By the end of the Second World War, the thoughts of many Canadians were turning to how to build a better society. The sacrifices made and the spirit for change led to the creation of Canada’s social safety net, although its main elements – nationalized health care, public pensions, and unemployment insurance – took decades longer to fully create.

The COVID-19 pandemic and its aftermath seem eerily similar. Again, there were calls for “building back better.” Again, the hoped-for responses were muted by fiscal, inflationary and possible recessionary realities. But we believe the same desire for fundamental change exists today. The key is deciding how to move forward.

The first step is to thoroughly consider the main, transformative policy option debated during the height of the pandemic: a basic income. The idea behind a basic income is at once simple and powerful: provide all citizens with a guaranteed minimum income. This would quickly end poverty and give people the means to make autonomous choices, which would lead to improved health outcomes, better jobs, more human capital investment, and much more – or so the argument goes.

We very much agree with the spirit of what basic income proponents say. Indeed, these arguments carry a lot of weight: that the existing social support system is complex, confusing and often disrespectful of those it is intended to serve. But after careful study, we take the view that a basic income is not as simple as it seems. Delivering benefits to people through a tax system where taxes are filed once a year and a substantial number of people, particularly those most in need of a minimum income, don’t file at all is, in reality, a complex endeavour. And for each of the claims made for what a basic income can do, we found that there are better and more cost-effective alternatives.

We believe that we should assess all the options by the standard of making Canada a more just society – a society that provides the basis of self- and social respect to all. That means a focus on labour market reforms. Work provides us not only our livelihoods but also a fundamental part of our self-respect. Precarious work challenges must be addressed, barriers to work eliminated, and the steady decline in unionization rates that we have seen in recent decades needs to be reversed.

It also means a focus on the adequacy of benefits. While the overall percentage of people living below the poverty line has fallen, poverty remains prevalent among certain groups, including those with disabilities. Raising these benefits at least to the poverty line, as we do for our seniors, is a must.

It means thinking about how to create and support community, since well-functioning communities are an essential input to self-respect. The premise behind a basic income is that if you provide recipients with adequate financial assistance, they themselves can best determine what supports they need and how to acquire them. But for our most vulnerable citizens, financial support alone would fall far short of what they need, which is effective public services and strong community connections.

It means creating a policy process that involves ongoing, empirical evaluation and meaningful input from the people and communities most affected by the policies. And it means creating an approach that is politically sustainable, not one that is likely to be undone with a change in the political stripe of the government.

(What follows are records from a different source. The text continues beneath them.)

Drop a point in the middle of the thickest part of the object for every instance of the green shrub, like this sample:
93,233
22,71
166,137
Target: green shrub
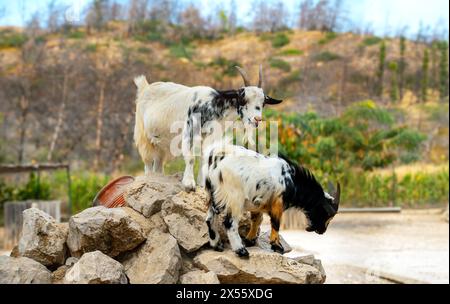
11,39
92,48
227,65
291,52
181,51
327,56
280,64
144,50
76,35
329,36
293,77
372,40
280,40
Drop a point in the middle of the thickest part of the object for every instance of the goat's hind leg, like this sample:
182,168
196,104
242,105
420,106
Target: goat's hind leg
231,224
188,155
252,235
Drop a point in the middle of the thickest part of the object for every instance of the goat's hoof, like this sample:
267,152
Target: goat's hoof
250,243
277,248
188,186
219,247
242,252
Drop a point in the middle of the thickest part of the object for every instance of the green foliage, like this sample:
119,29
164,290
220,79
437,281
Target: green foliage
144,50
227,66
280,40
327,56
34,188
91,47
85,186
402,65
348,147
181,50
363,136
291,52
394,90
293,77
380,70
425,77
329,36
9,38
372,40
443,70
437,112
280,64
412,190
76,35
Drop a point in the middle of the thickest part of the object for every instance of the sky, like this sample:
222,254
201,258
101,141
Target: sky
384,16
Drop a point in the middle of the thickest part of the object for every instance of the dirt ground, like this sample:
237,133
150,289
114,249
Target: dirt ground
411,246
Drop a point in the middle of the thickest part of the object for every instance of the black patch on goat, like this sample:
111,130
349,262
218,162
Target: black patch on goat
228,221
304,191
220,102
211,232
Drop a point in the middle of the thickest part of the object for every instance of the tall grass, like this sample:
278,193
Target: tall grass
84,187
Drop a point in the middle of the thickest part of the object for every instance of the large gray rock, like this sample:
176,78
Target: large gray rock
157,261
199,277
110,230
147,193
262,267
185,215
23,270
43,240
58,274
96,268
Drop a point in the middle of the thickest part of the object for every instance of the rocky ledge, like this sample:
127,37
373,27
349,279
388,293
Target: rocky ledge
160,237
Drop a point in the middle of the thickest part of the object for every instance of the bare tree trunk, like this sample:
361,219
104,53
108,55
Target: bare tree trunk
60,119
342,86
98,139
23,104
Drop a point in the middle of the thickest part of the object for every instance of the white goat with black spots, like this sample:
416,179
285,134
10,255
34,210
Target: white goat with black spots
239,180
160,104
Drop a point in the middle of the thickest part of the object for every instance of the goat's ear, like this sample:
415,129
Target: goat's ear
241,97
271,101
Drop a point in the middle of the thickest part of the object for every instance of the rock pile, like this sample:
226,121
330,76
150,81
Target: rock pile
159,238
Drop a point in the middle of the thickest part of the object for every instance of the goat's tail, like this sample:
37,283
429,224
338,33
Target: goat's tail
141,83
144,147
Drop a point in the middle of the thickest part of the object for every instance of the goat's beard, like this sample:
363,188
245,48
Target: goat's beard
248,134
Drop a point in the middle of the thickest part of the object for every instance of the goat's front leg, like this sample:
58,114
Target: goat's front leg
187,145
158,164
252,235
201,173
276,211
231,224
214,236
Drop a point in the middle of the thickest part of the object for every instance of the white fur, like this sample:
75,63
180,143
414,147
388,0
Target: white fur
160,104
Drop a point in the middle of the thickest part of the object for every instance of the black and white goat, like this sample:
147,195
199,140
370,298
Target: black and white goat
160,104
240,180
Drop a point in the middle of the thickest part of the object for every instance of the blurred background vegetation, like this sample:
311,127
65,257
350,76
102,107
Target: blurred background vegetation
370,111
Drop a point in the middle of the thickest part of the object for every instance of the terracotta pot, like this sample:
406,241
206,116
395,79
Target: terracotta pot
111,195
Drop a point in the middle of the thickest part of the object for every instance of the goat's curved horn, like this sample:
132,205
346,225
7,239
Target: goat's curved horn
337,196
260,77
244,76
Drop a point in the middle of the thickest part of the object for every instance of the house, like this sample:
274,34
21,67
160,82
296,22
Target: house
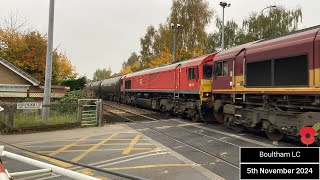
15,83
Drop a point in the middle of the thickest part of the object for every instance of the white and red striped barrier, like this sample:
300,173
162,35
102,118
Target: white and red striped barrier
3,173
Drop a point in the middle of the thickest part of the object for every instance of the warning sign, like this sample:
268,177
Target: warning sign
29,105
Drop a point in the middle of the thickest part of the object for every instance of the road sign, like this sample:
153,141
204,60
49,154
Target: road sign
29,105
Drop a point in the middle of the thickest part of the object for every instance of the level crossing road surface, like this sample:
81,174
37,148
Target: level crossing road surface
112,147
164,148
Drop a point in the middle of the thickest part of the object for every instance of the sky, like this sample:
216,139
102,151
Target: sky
103,33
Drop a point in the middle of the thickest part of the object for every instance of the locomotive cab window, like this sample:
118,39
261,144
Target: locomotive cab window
222,68
127,84
191,73
207,71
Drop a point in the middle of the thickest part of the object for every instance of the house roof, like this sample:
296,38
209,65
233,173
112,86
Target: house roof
18,71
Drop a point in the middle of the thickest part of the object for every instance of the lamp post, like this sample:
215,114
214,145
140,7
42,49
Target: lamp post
175,28
223,4
47,85
268,7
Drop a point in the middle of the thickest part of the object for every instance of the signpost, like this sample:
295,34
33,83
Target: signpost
29,105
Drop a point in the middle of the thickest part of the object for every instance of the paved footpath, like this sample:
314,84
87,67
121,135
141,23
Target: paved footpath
112,147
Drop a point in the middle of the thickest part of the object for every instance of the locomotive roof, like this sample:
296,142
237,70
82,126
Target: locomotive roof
261,45
191,62
232,52
298,37
110,80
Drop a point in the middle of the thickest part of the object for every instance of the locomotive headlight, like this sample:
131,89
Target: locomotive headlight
206,94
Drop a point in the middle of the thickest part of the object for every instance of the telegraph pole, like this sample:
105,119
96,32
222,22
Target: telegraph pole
47,85
223,4
175,28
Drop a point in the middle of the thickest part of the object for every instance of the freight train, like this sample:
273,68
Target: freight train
271,85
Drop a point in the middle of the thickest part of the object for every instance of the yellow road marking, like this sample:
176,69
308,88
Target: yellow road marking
103,178
66,147
109,144
87,172
135,149
126,139
96,146
54,161
132,143
152,166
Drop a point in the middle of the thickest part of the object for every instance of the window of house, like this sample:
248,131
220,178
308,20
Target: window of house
222,68
191,74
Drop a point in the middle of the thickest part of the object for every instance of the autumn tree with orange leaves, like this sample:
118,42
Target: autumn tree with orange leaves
157,43
27,50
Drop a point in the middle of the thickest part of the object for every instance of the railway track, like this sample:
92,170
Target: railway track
223,152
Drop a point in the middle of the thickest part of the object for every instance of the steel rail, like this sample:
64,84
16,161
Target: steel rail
177,140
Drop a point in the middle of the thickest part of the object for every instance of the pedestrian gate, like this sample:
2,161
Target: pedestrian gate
90,112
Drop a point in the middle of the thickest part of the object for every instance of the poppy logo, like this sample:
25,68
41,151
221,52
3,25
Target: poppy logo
307,134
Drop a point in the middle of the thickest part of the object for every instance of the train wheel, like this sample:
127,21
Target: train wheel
275,135
196,118
238,128
218,117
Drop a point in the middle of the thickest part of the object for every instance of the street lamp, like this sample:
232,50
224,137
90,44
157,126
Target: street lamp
175,28
48,76
223,4
268,7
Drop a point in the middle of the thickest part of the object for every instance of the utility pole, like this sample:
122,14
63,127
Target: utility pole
175,28
268,7
47,85
223,4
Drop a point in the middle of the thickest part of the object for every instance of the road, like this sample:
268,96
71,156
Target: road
149,145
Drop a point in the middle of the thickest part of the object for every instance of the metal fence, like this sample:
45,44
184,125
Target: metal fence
27,115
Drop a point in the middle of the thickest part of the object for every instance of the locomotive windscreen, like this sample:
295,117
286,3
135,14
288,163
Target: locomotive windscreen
207,71
290,71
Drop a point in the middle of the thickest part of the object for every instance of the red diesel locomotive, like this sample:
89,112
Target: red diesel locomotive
269,85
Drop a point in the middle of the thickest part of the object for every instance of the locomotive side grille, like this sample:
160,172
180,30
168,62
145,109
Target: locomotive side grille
284,72
259,74
127,84
292,71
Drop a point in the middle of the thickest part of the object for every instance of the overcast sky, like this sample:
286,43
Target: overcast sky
102,33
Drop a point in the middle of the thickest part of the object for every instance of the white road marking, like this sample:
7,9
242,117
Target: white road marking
231,135
163,127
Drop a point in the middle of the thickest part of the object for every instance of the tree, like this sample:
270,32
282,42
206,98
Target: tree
277,22
75,84
26,49
133,64
194,16
157,44
101,74
231,30
147,46
14,22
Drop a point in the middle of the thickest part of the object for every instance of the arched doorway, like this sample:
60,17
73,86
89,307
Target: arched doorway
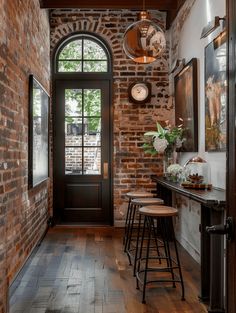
82,119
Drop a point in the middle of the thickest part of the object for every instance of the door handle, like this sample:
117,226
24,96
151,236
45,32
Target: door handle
105,170
227,229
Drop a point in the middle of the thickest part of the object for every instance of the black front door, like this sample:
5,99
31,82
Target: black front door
82,162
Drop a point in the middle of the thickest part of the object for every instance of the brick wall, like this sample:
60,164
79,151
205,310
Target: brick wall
24,49
132,169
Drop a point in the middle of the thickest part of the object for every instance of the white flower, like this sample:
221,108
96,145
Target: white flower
160,144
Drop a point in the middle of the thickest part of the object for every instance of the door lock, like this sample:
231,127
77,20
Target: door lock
227,229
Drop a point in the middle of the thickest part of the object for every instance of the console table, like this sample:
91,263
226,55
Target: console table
212,246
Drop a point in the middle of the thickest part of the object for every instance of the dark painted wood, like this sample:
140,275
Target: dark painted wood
81,198
83,270
217,273
231,155
204,295
207,197
212,250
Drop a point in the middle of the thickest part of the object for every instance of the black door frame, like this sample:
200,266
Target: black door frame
108,76
231,157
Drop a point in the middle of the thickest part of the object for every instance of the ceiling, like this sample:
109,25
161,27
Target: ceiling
170,6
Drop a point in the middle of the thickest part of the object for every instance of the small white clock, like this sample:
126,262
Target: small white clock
139,92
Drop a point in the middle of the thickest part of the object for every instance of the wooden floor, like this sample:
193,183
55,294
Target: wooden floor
84,270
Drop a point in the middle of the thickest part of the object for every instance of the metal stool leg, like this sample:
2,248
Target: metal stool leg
149,227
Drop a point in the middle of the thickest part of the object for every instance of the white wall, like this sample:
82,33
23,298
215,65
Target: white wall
185,40
190,45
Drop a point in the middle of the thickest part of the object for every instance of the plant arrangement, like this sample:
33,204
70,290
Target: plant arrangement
164,139
174,172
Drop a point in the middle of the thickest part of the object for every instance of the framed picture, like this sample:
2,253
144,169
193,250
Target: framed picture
38,133
186,105
216,94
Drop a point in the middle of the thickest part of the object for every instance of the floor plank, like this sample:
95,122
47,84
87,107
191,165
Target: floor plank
84,270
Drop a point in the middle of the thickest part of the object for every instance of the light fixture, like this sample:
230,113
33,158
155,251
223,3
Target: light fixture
144,40
211,26
179,63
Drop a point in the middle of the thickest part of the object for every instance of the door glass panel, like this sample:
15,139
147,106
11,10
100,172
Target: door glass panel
73,161
93,126
92,161
73,102
73,131
92,102
82,131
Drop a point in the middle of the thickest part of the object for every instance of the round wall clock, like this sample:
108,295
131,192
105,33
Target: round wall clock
139,92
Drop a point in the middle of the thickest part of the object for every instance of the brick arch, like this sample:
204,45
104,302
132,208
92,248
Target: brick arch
87,25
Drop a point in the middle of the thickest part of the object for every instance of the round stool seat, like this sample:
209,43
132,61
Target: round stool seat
147,201
139,194
158,211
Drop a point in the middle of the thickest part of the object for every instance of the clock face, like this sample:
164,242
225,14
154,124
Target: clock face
139,92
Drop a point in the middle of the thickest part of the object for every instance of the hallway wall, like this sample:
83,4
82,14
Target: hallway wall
185,41
132,168
24,50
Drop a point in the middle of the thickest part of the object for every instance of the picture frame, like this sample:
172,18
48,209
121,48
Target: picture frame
216,94
38,170
186,105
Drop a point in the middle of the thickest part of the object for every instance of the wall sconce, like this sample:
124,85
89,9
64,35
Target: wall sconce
178,63
144,40
211,26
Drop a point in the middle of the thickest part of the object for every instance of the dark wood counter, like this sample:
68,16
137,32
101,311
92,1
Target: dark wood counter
214,197
212,246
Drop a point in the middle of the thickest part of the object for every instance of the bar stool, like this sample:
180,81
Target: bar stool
131,195
137,203
163,216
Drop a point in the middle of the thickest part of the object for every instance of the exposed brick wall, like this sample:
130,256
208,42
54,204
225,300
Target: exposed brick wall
24,49
132,169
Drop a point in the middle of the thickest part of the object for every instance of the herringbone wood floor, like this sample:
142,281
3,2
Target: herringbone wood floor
84,270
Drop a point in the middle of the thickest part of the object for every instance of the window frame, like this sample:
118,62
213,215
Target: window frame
82,36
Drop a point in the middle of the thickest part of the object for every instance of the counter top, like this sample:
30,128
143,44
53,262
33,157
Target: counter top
214,197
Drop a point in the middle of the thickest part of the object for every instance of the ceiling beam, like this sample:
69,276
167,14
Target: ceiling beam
164,5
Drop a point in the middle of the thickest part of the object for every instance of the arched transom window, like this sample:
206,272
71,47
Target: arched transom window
82,54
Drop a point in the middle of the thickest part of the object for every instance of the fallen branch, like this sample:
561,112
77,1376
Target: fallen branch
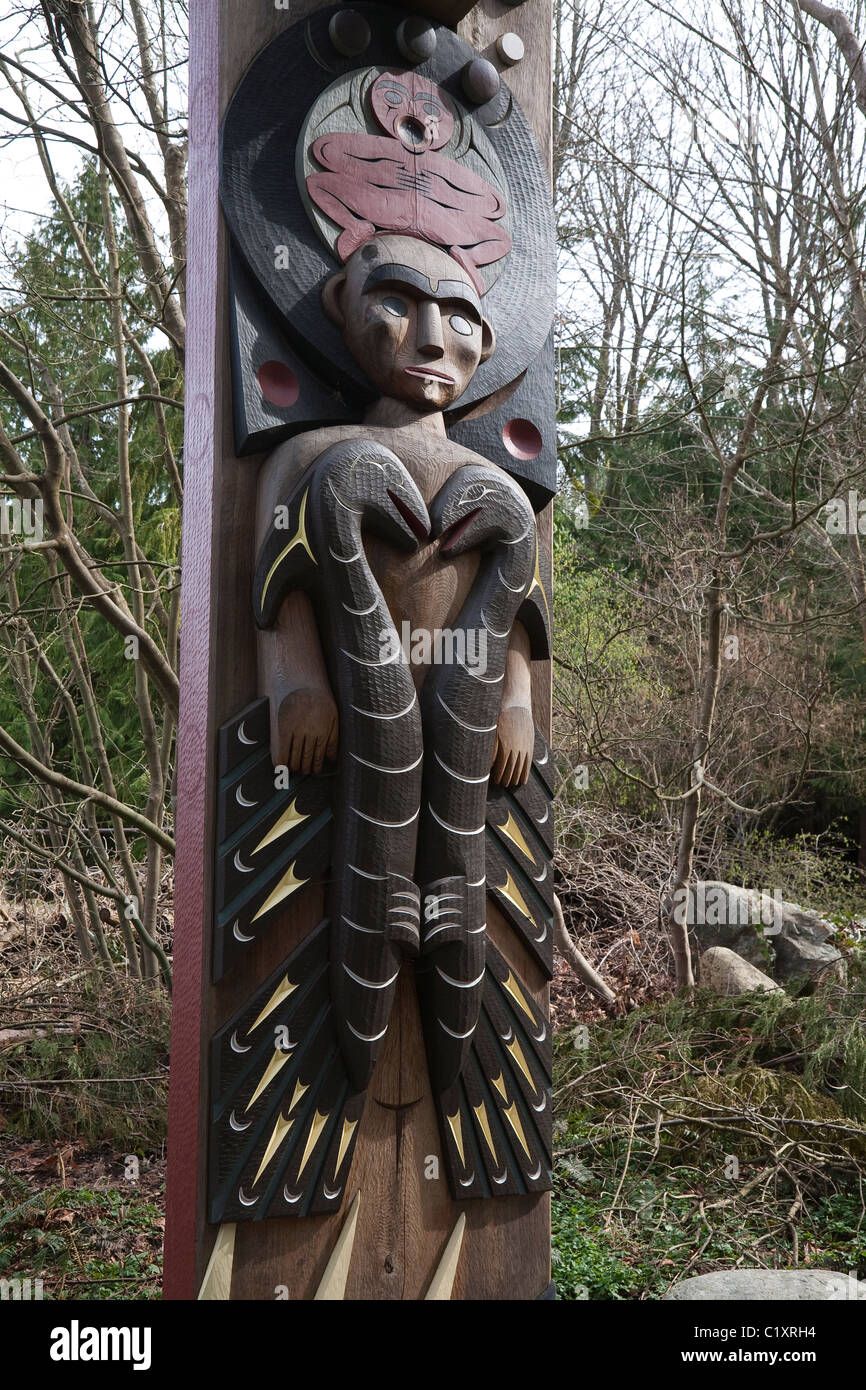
576,959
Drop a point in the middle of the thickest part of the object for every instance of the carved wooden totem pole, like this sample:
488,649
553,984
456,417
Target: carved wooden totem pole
362,1055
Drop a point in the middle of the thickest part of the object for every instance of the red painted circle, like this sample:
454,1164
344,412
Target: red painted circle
521,438
278,384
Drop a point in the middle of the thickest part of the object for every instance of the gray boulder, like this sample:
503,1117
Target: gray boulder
724,972
768,1285
776,936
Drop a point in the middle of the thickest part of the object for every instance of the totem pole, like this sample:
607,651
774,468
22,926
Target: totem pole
360,1054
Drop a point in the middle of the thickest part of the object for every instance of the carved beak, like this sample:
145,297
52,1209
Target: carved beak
414,523
452,534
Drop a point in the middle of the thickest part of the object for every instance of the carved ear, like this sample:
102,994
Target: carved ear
332,299
488,339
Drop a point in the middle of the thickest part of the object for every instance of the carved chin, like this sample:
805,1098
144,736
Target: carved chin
426,392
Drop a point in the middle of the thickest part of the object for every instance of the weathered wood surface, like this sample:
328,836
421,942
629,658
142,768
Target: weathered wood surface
403,1221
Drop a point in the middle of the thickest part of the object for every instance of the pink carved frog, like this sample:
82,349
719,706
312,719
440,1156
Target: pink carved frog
395,182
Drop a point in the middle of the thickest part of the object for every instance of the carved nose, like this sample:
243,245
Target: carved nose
431,342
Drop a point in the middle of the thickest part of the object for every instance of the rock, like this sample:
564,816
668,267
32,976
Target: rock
724,972
766,1285
780,937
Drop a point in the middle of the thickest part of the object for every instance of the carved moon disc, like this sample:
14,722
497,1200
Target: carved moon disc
278,384
510,49
521,438
416,39
349,32
480,81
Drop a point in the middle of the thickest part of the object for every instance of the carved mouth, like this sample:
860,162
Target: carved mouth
410,131
428,371
452,534
414,523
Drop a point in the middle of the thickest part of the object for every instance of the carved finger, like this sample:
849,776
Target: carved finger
319,755
499,761
332,740
292,751
307,754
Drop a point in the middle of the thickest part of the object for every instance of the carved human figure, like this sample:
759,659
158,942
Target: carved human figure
413,320
396,182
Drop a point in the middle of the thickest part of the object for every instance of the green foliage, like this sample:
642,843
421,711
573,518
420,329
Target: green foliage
84,1244
812,869
652,1111
104,1086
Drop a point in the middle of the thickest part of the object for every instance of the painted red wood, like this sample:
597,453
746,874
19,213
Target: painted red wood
193,849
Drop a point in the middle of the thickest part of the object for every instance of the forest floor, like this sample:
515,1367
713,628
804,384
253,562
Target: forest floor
688,1137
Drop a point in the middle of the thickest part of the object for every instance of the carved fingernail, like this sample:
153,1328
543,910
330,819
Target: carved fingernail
349,32
509,46
480,81
416,39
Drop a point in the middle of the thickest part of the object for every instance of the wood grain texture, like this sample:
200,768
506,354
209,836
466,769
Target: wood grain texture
405,1218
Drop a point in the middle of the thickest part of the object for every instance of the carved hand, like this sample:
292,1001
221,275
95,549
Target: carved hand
515,744
307,729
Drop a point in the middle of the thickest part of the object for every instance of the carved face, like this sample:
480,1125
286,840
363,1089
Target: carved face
413,110
412,319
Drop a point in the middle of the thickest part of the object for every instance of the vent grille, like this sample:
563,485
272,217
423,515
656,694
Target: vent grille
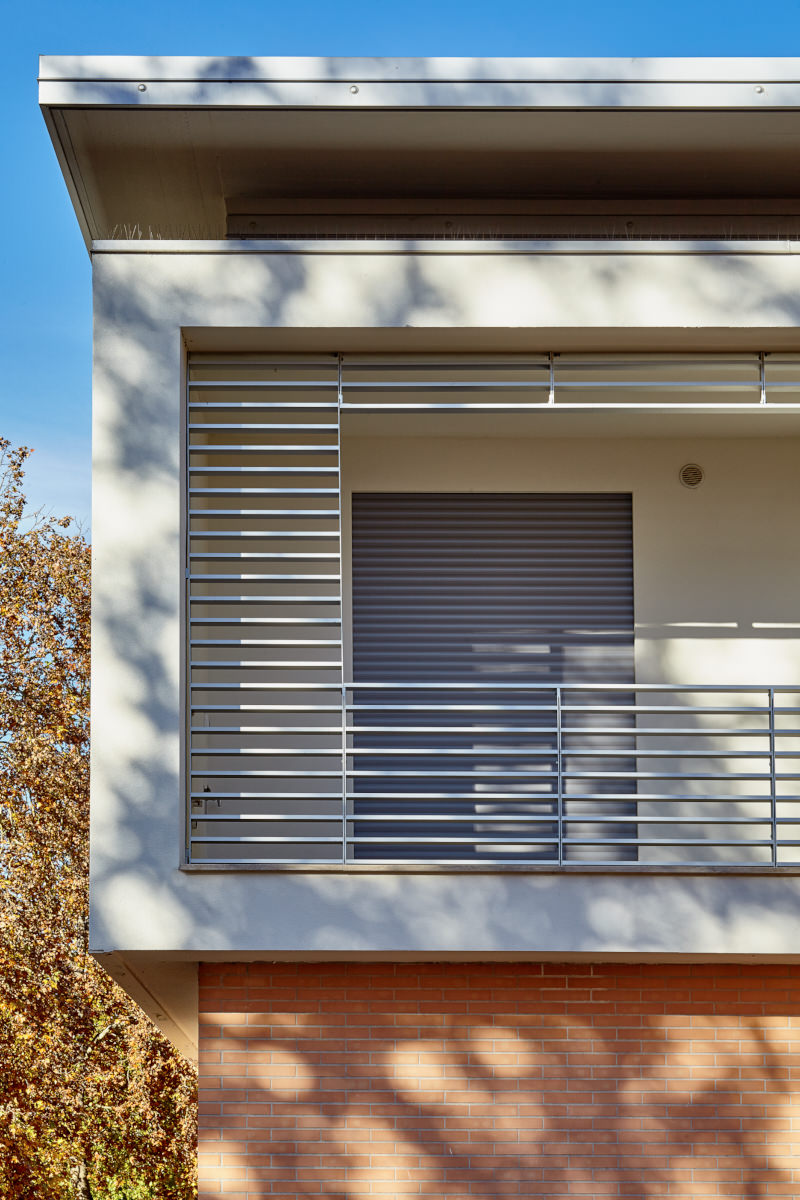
691,475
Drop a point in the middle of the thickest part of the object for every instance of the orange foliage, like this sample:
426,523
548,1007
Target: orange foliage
94,1102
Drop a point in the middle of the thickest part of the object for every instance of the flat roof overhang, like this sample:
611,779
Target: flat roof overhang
162,147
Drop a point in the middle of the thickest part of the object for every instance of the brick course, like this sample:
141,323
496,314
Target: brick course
524,1079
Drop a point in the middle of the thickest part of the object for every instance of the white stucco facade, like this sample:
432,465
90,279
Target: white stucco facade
703,611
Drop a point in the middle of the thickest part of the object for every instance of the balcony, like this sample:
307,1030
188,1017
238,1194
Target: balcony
458,775
300,756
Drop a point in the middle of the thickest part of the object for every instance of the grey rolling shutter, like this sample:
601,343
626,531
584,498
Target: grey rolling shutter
493,587
483,592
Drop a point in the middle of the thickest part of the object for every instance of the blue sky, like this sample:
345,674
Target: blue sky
44,299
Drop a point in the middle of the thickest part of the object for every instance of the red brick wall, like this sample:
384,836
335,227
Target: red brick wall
527,1079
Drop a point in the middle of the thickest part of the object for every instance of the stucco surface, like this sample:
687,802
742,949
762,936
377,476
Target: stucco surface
725,556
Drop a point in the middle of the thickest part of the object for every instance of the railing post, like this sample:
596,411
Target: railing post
559,774
773,779
344,732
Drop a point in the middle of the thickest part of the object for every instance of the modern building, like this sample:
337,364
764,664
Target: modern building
446,611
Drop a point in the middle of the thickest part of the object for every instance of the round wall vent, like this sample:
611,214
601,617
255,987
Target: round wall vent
691,475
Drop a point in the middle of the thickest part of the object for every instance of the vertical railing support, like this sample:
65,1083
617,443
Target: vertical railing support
559,774
344,792
773,779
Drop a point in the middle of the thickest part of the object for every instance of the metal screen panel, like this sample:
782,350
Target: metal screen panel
264,611
494,591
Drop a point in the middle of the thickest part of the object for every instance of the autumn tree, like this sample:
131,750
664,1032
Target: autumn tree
94,1102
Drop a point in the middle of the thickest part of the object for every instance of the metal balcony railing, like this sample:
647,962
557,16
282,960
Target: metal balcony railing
517,775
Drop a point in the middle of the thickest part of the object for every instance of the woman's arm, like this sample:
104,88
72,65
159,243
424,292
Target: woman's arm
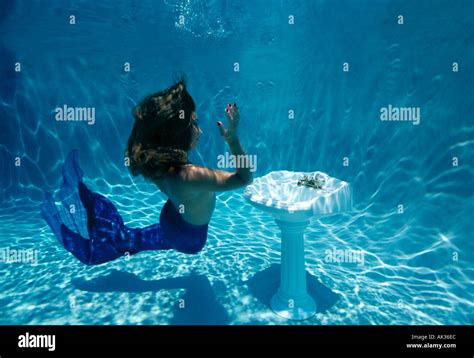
206,179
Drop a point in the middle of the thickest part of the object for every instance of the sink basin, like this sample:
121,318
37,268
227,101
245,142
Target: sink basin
292,206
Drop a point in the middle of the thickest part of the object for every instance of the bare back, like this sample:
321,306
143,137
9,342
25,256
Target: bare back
196,207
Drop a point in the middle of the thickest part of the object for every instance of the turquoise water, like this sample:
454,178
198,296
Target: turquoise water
412,184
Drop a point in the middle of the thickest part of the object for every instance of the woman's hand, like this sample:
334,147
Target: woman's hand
233,117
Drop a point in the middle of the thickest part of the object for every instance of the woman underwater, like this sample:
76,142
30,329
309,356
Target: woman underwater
166,128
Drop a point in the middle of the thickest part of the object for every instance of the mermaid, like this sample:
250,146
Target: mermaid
165,130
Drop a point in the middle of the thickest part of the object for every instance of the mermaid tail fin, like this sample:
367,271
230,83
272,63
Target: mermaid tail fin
71,213
90,226
69,195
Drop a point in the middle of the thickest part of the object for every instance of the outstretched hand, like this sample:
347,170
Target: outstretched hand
233,118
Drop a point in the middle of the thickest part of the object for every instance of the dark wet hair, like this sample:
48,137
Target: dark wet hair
162,133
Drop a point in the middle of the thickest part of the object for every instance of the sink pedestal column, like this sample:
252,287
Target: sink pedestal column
292,300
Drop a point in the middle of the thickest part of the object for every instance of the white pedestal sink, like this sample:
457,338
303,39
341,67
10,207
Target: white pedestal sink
292,207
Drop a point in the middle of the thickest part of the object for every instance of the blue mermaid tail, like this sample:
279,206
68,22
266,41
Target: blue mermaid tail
90,227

We believe we share many, if not all, of these goals with basic income proponents. But we believe that one policy, however bold, cannot accomplish all this. A basic income is not a magic bullet that can easily fix the shortcomings in Canada’s social safety net. It is not the best path toward a just and inclusive society.

The problems we face are multifaceted and require multifaceted responses. It would be far better to get to work overhauling the social safety net we have. It has stood the test of time and public acceptability and it should be the starting point for making meaningful change.